Voglio dire, un titolo come “Bossi, non fare il pirla” pubblicato su Libero di oggi, dove lo si legge? Si dirà, su “il Giornale”. Magari quando a dirigerlo c’era uno come Feltri, prima della sospensione dall’Ordine e del divorzio da Sallusti & co. Infatti il titolo di cui sopra, credo di non sbagliarmi, è proprio dell’ex editorialista di Via Negri che si lancia nel ruolo del pacere.

Excursus necessario.
Tutto nasce dal solito comportamento del premier: questi continua ad accusare sintomi di amnesia, non decide di curarsi e i suoi addirittura lo vogliono male. Si pensi a Paniz, l’ultimo principe del foro ritrovato, che pensa che il solo fatto di essere Presidente del Consiglio autorizzi Berlusconi a cambiare idea con una velocità incredibile, fregandosene letteralmente degli alleati che gli hanno permesso di governare. Tra questi, Bossi, il quale non ha molti peli sulla lingua.
Il ministro-di-non-so-che si è lamentato della decisione tutta berlusconiana di allearsi con la Francia e di iniziare a bombardare la Libia, contravvenendo a quanto detto qualche giorno fa dove addirittura aveva ventilato la possibilità di dimettersi perchè bombardare non gli piace. Ma al lamento, non corrisponde certo un’azione concreta.
Bossi stabilisce che il governo comunque sia, non cadrà nemmeno il 3 maggio quando verrà messa ai voti una mozione del Pd sull’ “inasprimento degli attacchi” a Gheddaffi.

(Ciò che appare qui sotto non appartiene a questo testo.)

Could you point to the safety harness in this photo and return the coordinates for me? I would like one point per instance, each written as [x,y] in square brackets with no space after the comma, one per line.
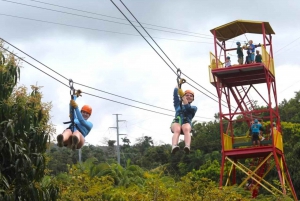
[72,114]
[181,81]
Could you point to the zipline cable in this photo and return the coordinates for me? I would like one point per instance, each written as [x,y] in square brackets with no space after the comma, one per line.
[153,41]
[84,11]
[146,32]
[144,37]
[83,84]
[94,29]
[84,16]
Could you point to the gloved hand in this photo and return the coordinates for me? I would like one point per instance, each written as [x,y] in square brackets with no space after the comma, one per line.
[180,92]
[78,92]
[182,81]
[73,104]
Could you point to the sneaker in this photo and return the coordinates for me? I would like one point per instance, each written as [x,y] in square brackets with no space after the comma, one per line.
[60,140]
[75,142]
[186,149]
[175,149]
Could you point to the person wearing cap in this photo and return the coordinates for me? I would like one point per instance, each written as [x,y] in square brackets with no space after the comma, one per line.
[251,49]
[73,136]
[258,57]
[240,53]
[184,113]
[256,128]
[227,62]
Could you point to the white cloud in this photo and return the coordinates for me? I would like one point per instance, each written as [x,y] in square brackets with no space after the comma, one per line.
[127,66]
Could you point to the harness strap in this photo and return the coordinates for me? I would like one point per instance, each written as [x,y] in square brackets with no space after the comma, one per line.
[72,126]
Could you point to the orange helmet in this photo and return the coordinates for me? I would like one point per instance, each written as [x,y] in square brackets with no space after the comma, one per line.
[87,109]
[189,92]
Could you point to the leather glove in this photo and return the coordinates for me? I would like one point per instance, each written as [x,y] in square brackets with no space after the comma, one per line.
[78,92]
[73,104]
[180,92]
[182,81]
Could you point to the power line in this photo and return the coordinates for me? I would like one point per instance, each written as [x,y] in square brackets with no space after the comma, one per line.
[84,11]
[94,29]
[286,45]
[155,43]
[144,38]
[34,59]
[33,66]
[84,92]
[122,97]
[84,16]
[128,104]
[83,84]
[146,32]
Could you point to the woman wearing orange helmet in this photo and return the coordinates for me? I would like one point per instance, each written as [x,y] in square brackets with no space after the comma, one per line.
[73,137]
[182,124]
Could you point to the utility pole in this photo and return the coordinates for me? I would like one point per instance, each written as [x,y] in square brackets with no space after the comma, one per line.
[118,134]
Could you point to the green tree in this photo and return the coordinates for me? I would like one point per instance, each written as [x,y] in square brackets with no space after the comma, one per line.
[24,131]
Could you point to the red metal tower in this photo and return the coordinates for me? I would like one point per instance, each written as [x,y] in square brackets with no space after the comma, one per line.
[236,107]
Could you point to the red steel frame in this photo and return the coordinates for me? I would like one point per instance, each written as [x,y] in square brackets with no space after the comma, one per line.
[234,87]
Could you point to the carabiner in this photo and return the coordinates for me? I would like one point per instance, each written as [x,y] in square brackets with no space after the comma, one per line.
[178,77]
[72,90]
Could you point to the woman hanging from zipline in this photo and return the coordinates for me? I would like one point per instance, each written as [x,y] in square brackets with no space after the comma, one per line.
[73,136]
[182,124]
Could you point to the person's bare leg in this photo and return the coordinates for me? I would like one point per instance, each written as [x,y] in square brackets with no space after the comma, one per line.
[64,138]
[186,128]
[76,137]
[81,141]
[176,128]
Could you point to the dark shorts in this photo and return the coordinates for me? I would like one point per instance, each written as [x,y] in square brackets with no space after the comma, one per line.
[179,121]
[255,137]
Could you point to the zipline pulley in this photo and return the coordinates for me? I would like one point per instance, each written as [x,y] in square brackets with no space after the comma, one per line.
[180,81]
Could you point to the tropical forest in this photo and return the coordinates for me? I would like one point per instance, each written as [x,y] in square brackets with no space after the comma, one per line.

E qui interviene Feltri con il suo ruolo da pacere. Con quel suo “Bossi non fare il pirla”, l’ex sospeso chiede di abbassare i toni al leghista e al Capo e di cominciare a ritrovare quella sorta di complicità di un tempo che ha portato i due a creare quest’asse di governo. Bossi non farà votare i suoi contro la mozione sebbene sa bene che i malumori nel gruppo leghista son tanti. Maroni è il primo. Già poveretto si è visto letteralmente sbugiardato dall’Europa per il reato di clandestinità che prevedeva il carcere per gli immigrati irregolari. Adesso deve anche sorbirsi le iniziative personali del Capo Berlusconi.

Quindi, quel “pirla”, solo per il ministro. Non certo per il presidente.
Sebbene qualche posizione contraria, Feltri è come Bossi. Abbaia, ma non morde.